Most governments around the world treat universal access to health care as a basic right that can't be taken away if you or your spouse lose your job. That is a starting point - making sure that our potential workforce is healthy enough, mentally and physically, to be as productive as it can be. This is also in the interest of the 1% - Canadian companies don't have to pay as much in benefits as U.S. companies, which compensates for higher taxes.
The higher education system in the U.S. is dysfunctional. Where does $50k a year - what parents save for their children, and what first-generation college students save up go to? Not to the adjunct professors who teach an increasing share of the course load. Not even to full-time teaching staff who are told that research, rather than instruction, is essential to promotion. It goes towards a private bureaucracy that's not fully accountable.
No one wants to increase taxes because they imagine they can be part of the 1% if they work hard enough. Or they imagine that they can provide for themselves and their families if they just play by the rules. I have a job. I am religious. I consider myself to be a conservative. I also know that it doesn't matter how hard any of us try - we can't compete in a global market with people who have the same skills as us but are willing to be paid far less. We're told that more restrictive immigration laws are the answer. I don't believe that anymore. Foreign talent can't come here, a multinational company will relocate the whole company overseas, fire U.S. workers in the process, and locate where it can get cheap labor and keep the earnings in a tax shelter. The conservative, hard-working 50 % of the 99% are being told lies - that we want to believe - but that's not in our interests.
The problem I see is that OWS isn't reaching out to all of the 99 percent. America is a center-right nation. You need to conceive of your allies more broadly, and reach out across ideological lines. Your critics see you as anarchists and Marxists. I know that's not true - but you have to try harder to combat that image.
The correct term is oligarchy, but I totally agree.
Campaign finance reform is a start - coupled with an independent, non-partisan agency to administer electoral district boundaries to prevent gerrymandering.
Sad thing is - OWS is so idealistic and they believe they can have a pure democracy with an open-source leadership. It won't work. They need leaders with ideas, and people inside the system to work for change too.
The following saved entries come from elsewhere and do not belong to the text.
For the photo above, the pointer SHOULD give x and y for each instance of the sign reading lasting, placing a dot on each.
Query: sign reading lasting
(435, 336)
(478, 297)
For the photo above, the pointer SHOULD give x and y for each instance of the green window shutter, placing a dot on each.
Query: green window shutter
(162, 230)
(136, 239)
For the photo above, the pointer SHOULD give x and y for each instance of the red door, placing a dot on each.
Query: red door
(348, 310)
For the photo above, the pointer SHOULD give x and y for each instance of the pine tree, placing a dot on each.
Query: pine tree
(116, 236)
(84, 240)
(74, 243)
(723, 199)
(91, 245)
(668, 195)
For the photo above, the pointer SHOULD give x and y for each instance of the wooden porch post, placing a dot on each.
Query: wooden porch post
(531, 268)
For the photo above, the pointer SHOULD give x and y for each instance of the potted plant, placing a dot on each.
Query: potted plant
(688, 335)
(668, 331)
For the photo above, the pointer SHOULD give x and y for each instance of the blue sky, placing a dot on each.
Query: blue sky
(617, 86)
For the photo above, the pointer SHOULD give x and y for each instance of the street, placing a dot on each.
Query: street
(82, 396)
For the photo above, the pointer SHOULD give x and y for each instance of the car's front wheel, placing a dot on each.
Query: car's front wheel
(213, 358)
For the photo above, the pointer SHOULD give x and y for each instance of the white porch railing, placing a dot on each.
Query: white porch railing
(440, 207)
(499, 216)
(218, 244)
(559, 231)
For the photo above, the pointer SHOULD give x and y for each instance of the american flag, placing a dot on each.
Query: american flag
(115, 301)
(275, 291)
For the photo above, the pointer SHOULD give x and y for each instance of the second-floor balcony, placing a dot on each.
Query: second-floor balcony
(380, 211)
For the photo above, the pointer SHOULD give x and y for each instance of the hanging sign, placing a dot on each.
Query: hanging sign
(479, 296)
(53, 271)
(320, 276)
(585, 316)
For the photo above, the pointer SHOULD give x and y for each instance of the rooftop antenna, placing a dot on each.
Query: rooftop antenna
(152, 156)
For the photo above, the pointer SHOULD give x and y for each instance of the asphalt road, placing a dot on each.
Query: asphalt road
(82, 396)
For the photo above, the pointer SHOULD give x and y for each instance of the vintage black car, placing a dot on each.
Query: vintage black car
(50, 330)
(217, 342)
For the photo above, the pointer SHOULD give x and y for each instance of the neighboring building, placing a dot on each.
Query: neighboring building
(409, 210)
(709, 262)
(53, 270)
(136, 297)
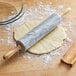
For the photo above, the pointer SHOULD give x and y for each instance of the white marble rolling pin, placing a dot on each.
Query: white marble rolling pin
(36, 34)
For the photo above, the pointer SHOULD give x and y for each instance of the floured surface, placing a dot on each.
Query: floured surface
(52, 41)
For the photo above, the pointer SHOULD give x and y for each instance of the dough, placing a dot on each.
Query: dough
(52, 41)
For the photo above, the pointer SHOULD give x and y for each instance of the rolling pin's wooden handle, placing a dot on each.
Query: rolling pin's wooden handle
(11, 53)
(70, 56)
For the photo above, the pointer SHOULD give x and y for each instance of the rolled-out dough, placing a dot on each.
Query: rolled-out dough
(49, 43)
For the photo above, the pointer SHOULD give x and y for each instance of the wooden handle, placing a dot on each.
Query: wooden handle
(11, 53)
(70, 56)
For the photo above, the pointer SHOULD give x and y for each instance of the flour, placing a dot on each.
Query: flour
(39, 12)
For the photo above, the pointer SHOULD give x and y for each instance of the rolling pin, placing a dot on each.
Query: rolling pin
(70, 56)
(37, 33)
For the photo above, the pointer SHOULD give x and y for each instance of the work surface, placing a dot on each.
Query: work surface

I believe the first step toward reform is leveling the playing field in our politics. For decades now both the right and the left have been bought and paid for by corporations and special interests through the current system of legalized bribery (campaign donations) and paid lobbying. Securing real, loop-hole free CAMPAIGN FINANCE REFORM is the first step to getting our democracy back. Until the money is taken out of our politics our "representatives" will continue to be the lap dogs of the corporations and special interests. I read about a lot of people wanting tighter term limits, sensible financial regulations, or effective health care policies - these, and any other meaningful reforms, have next to zero chance of happening unless we get the money out of our politics. Unless we get the influence of the corporations and other monied interests out you can count on your children becoming the 21st century equivalent of the "landless peasant" (the 1% like to call it capitalism, but what we really have now is crony-capitalism or neo-fuedalism).